Making accessible websites ensures that they are usable by the widest range of users, but also ensures your site is easier to read and navigate. It is important to make these changes to your websites to accommodate a variety of disabilities. For example, many people with visual disabilities use screen readers which read aloud information on the screen such as text or image descriptions provided through alternative text (Alt Text).
If you plan, format, and structure your website correctly in the beginning, it will ensure the site is not only accessible but can also be viewed and the content is usable for everyone.
The Web Content Accessibility Guidelines (WCAG) explains how to make web content accessible to people with disabilities. There are four guiding principles (P.O.U.R.):
- Perceivable - Information and user interface must be presented to users in ways they can perceive.
- Operable - Users must be able to use the interface. It cannot require interaction that a user cannot perform.
- Understandable - Users must be able to understand the information as well as how to use the interface.
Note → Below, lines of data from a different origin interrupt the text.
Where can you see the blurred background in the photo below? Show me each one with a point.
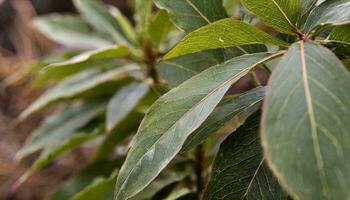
(20, 46)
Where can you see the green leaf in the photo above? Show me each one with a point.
(165, 178)
(85, 177)
(159, 28)
(100, 18)
(305, 130)
(60, 126)
(221, 34)
(224, 113)
(98, 54)
(123, 102)
(77, 85)
(69, 30)
(189, 15)
(177, 70)
(330, 12)
(57, 148)
(143, 11)
(101, 189)
(173, 117)
(280, 14)
(306, 6)
(121, 131)
(340, 34)
(239, 170)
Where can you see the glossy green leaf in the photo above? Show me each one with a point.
(60, 126)
(224, 113)
(101, 189)
(221, 34)
(159, 28)
(100, 18)
(173, 117)
(330, 12)
(306, 130)
(306, 6)
(165, 178)
(76, 85)
(124, 129)
(239, 170)
(177, 70)
(143, 11)
(189, 15)
(57, 148)
(69, 30)
(85, 177)
(98, 54)
(177, 193)
(123, 102)
(340, 34)
(280, 14)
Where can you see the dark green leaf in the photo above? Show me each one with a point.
(85, 177)
(101, 19)
(123, 102)
(173, 117)
(224, 113)
(159, 28)
(189, 15)
(330, 12)
(143, 11)
(239, 170)
(98, 54)
(177, 70)
(340, 34)
(280, 14)
(60, 126)
(306, 129)
(77, 84)
(221, 34)
(164, 179)
(100, 189)
(57, 148)
(70, 31)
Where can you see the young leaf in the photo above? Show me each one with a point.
(221, 34)
(223, 113)
(306, 6)
(100, 18)
(101, 189)
(189, 15)
(76, 85)
(85, 177)
(164, 179)
(239, 170)
(340, 34)
(177, 70)
(60, 126)
(280, 14)
(159, 28)
(57, 148)
(123, 102)
(143, 11)
(330, 12)
(98, 54)
(173, 117)
(69, 30)
(305, 130)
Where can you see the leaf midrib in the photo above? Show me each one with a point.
(189, 111)
(312, 118)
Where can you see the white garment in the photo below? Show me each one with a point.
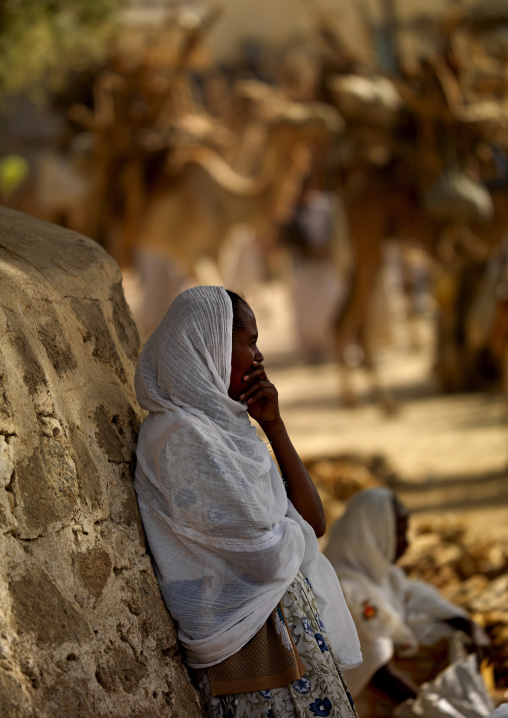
(225, 540)
(457, 692)
(392, 613)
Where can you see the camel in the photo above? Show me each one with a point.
(377, 208)
(189, 214)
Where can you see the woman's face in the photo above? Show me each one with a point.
(244, 354)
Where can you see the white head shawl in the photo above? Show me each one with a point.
(362, 541)
(225, 540)
(362, 549)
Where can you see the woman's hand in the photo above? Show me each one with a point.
(261, 397)
(263, 405)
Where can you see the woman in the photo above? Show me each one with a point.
(234, 547)
(404, 626)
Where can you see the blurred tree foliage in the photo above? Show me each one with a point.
(41, 40)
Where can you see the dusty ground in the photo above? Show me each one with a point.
(447, 458)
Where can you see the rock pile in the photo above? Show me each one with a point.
(469, 571)
(83, 628)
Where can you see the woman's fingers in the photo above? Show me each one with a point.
(256, 373)
(265, 386)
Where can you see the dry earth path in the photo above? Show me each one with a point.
(448, 453)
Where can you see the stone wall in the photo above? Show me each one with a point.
(83, 629)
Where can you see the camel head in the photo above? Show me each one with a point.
(306, 123)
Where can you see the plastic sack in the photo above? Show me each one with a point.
(457, 692)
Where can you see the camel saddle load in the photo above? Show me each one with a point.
(455, 196)
(374, 100)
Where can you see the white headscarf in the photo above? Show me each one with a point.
(225, 540)
(403, 613)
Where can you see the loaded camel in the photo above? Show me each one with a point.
(189, 212)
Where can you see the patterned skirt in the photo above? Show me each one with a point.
(321, 691)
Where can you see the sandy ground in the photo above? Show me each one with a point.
(449, 453)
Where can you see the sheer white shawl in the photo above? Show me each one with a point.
(225, 540)
(393, 614)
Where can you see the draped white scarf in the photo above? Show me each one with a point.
(225, 540)
(361, 548)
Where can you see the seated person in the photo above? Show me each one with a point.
(404, 626)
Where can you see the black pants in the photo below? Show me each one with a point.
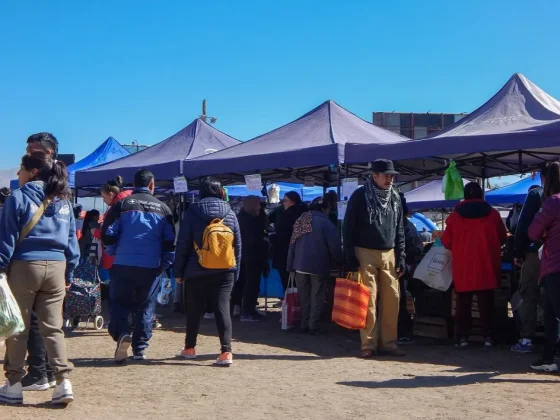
(405, 324)
(551, 314)
(198, 290)
(36, 352)
(463, 312)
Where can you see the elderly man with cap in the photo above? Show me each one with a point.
(374, 241)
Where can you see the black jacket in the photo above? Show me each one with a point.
(532, 205)
(359, 232)
(195, 220)
(284, 226)
(254, 245)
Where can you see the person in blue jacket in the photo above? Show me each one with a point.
(41, 254)
(139, 232)
(314, 249)
(203, 283)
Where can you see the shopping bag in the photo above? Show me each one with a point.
(11, 321)
(165, 290)
(291, 310)
(452, 184)
(351, 302)
(435, 268)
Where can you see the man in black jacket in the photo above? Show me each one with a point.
(374, 241)
(254, 257)
(525, 254)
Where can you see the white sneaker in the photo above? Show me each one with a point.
(121, 353)
(11, 394)
(63, 393)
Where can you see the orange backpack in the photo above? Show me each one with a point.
(217, 250)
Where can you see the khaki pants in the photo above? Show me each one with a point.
(39, 284)
(530, 292)
(379, 275)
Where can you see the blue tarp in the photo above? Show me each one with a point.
(429, 196)
(165, 159)
(108, 151)
(513, 132)
(316, 139)
(514, 193)
(306, 193)
(420, 222)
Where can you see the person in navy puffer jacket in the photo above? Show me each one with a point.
(41, 255)
(140, 234)
(202, 283)
(314, 248)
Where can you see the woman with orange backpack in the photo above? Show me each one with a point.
(207, 260)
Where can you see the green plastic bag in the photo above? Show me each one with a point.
(453, 187)
(11, 322)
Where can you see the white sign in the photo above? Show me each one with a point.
(309, 181)
(341, 205)
(254, 182)
(349, 185)
(180, 184)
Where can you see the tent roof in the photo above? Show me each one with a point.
(316, 139)
(107, 151)
(429, 196)
(517, 129)
(513, 193)
(164, 159)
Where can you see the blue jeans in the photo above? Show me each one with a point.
(133, 291)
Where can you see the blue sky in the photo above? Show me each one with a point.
(138, 70)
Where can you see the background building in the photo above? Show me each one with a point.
(413, 125)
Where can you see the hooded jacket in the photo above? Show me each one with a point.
(475, 234)
(107, 260)
(546, 225)
(52, 239)
(196, 219)
(140, 232)
(317, 251)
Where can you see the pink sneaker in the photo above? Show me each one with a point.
(188, 354)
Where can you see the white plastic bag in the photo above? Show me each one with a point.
(11, 321)
(435, 268)
(164, 290)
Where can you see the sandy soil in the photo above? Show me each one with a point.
(280, 375)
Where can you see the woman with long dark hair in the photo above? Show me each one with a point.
(203, 283)
(38, 242)
(285, 221)
(546, 227)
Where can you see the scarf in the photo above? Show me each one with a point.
(380, 201)
(302, 226)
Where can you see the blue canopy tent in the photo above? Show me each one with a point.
(108, 151)
(165, 159)
(514, 193)
(311, 146)
(514, 132)
(429, 196)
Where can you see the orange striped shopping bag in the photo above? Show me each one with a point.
(351, 300)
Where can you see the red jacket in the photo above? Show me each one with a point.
(106, 259)
(475, 234)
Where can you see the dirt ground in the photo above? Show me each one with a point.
(280, 375)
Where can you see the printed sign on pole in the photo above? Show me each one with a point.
(254, 182)
(180, 184)
(349, 185)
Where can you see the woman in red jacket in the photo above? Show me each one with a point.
(474, 234)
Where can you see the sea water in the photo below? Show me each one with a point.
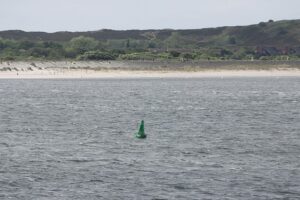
(208, 138)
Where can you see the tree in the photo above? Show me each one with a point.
(82, 44)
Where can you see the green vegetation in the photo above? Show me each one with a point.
(264, 41)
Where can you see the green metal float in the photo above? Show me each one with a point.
(141, 134)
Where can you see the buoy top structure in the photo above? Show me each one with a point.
(141, 134)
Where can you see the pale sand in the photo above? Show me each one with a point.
(82, 73)
(122, 69)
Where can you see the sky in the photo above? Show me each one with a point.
(90, 15)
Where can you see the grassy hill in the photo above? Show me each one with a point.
(266, 40)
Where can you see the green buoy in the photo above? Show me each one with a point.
(141, 134)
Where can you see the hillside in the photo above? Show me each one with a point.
(236, 42)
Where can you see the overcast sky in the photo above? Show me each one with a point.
(84, 15)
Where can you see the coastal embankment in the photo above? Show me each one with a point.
(136, 69)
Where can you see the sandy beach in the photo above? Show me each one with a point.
(65, 70)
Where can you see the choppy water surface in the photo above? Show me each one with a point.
(210, 138)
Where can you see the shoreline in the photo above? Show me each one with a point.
(145, 69)
(90, 74)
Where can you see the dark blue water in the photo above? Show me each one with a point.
(210, 138)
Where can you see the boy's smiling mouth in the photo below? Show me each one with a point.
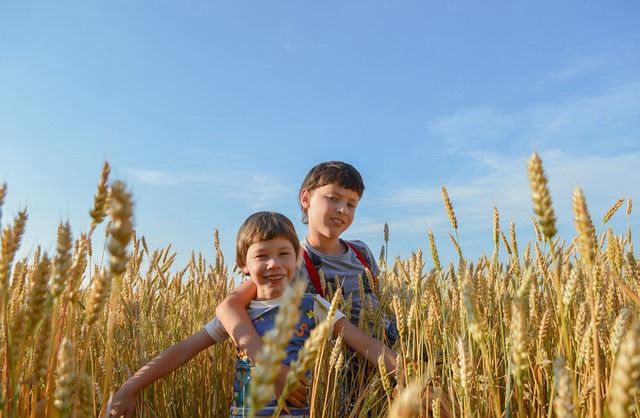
(274, 277)
(338, 221)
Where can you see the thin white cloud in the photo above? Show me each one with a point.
(598, 121)
(261, 191)
(169, 178)
(155, 177)
(579, 67)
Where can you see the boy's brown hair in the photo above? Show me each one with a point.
(332, 172)
(264, 226)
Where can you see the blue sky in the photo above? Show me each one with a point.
(213, 110)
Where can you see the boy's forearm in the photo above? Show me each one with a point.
(233, 315)
(167, 361)
(365, 344)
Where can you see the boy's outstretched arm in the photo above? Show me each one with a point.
(164, 363)
(364, 344)
(232, 313)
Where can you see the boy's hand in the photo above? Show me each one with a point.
(122, 403)
(432, 394)
(298, 395)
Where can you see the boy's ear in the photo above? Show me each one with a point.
(300, 257)
(305, 197)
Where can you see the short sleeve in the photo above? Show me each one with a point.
(216, 330)
(321, 308)
(368, 255)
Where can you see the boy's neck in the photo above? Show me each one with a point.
(332, 246)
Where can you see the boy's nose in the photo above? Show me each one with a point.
(271, 263)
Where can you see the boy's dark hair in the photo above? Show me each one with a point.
(264, 226)
(331, 172)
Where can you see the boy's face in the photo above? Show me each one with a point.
(271, 265)
(330, 209)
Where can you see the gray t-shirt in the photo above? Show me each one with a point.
(343, 269)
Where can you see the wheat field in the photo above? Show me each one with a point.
(537, 329)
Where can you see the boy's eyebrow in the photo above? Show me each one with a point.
(342, 195)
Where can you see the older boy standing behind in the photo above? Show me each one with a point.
(328, 197)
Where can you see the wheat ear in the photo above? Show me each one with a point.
(541, 197)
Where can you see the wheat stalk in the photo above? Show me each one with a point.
(541, 197)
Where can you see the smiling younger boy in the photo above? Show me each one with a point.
(267, 250)
(329, 197)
- Robust – Users must be able to access the content as technologies advance. In other words, as technologies and user agents evolve, the content should remain accessible.
- By January 1, 2014, new internet websites and web content on those sites must conform with WCAG 2.0 Level A.
- As of January 1, 2021, all internet websites and web content must conform with WCAG 2.0 Level AA, other than, success criteria 1.2.4 Captions (Live), and success criteria 1.2.5 Audio Descriptions (Pre-recorded).
There are many tools used to author html code for websites pages. Queen’s University uses the web publishing tool WebPublish. Even though several web publishing tools and WYSIWYG webpage editors exist, it is important to note that using these tools alone does not guarantee accessibility. There are many principles and practices, listed in this guide, to employ to ensure proper website accessibility.